Methods: This population-based study included patients who received a deceased donor kidney that had been biopsied before implantation according to a prespecified protocol in France and Belgium, where preimplantation biopsy findings are generally not used for decision making in the allocation process. We also studied kidneys that had been acquired from deceased United States donors for transplantation that were biopsied during allocation and discarded because of low organ quality. Using donor and recipient characteristics, we fit multivariable Cox models for death-censored graft failure and examined whether predictive accuracy (C index) improved after adding donor histology. We matched the discarded United States kidneys to similar kidneys transplanted in Europe and calculated predicted allograft survival.
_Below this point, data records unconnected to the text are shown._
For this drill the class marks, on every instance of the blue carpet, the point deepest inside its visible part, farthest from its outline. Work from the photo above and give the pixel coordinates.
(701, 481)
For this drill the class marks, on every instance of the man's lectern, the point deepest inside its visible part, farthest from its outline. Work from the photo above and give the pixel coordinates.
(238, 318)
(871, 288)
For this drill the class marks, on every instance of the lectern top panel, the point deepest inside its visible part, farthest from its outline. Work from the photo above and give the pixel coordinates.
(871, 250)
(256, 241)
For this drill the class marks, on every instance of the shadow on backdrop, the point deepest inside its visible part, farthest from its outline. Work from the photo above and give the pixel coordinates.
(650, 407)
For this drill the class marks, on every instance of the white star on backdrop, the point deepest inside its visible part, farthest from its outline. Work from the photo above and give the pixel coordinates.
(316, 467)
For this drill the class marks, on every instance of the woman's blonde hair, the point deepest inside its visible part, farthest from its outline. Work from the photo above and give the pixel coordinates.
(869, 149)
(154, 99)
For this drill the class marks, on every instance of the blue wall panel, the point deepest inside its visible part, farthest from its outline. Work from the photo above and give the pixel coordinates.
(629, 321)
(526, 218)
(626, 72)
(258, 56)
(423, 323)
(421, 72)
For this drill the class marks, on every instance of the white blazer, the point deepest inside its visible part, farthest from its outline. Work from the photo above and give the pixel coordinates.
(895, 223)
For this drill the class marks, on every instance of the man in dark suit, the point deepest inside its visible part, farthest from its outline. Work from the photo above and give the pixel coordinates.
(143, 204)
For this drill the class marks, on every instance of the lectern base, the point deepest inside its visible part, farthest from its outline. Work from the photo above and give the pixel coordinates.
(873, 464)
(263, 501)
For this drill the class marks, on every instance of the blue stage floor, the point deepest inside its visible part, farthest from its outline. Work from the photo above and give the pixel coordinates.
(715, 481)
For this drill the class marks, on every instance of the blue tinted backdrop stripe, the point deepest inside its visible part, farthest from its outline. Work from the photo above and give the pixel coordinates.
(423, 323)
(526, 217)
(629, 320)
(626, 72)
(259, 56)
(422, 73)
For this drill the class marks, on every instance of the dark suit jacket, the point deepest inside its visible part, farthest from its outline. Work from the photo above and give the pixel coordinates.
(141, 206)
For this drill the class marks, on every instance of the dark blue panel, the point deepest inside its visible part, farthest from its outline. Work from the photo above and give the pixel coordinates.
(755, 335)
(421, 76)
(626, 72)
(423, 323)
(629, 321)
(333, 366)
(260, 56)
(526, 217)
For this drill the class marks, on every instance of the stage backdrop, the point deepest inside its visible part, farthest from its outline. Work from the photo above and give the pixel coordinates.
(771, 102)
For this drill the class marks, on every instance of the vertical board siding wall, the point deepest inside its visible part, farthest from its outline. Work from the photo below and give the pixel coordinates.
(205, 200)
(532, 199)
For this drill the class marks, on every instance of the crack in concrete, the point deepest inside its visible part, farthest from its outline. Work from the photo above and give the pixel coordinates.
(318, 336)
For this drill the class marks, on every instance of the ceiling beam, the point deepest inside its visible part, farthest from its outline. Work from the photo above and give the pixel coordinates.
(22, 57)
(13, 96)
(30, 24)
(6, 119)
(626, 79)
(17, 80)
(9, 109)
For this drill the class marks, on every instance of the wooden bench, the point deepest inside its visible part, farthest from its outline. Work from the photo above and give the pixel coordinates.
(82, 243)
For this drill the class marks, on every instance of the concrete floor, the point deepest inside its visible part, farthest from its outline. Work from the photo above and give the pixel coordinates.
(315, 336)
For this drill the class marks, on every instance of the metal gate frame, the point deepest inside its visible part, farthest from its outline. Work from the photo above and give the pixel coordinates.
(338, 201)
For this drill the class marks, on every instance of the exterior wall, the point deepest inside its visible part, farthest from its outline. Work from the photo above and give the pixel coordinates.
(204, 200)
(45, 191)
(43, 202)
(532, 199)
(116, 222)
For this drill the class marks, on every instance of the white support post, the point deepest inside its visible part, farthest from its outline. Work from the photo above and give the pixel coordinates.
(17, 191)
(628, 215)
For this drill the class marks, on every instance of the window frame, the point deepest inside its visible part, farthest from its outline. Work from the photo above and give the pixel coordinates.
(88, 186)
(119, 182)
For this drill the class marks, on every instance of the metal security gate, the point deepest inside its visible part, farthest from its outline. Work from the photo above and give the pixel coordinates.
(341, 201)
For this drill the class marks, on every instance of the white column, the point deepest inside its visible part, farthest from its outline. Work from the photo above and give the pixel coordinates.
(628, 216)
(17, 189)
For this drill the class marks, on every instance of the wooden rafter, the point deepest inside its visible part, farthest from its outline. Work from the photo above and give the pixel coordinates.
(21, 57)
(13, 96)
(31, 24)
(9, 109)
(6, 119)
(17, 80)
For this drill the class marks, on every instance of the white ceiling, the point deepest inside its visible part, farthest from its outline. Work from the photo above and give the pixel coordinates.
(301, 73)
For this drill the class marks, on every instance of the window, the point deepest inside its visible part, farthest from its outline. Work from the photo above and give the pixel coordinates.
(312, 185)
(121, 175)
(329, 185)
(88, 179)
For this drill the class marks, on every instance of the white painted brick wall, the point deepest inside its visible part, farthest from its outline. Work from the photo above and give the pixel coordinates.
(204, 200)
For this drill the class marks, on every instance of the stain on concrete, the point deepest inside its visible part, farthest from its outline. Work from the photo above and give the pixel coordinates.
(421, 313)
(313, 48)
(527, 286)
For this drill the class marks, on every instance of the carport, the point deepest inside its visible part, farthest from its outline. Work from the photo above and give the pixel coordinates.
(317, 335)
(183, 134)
Results: In the development cohort of 1629 kidney recipients at two French centers, adding donor histology to the model did not significantly improve prediction of long-term allograft failure. Analyses using an external validation cohort from two Belgian centers confirmed the lack of improved accuracy from adding histology. About 45% of 1103 United States kidneys discarded because of histologic findings could be accurately matched to very similar kidneys that had been transplanted in France; these discarded kidneys would be expected to have allograft survival of 93.1% at 1 year, 80.7% at 5 years, and 68.9% at 10 years.
Conclusions: In this multicenter study, donor kidney histology assessment during allocation did not provide substantial incremental value in ascertaining organ quality. Many kidneys discarded on the basis of biopsy findings would likely benefit United States patients who are wait listed.
Keywords: epidemiology and outcomes; kidney biopsy; kidney transplantation; pathology; transplant outcomes.
Copyright © 2021 by the American Society of Nephrology.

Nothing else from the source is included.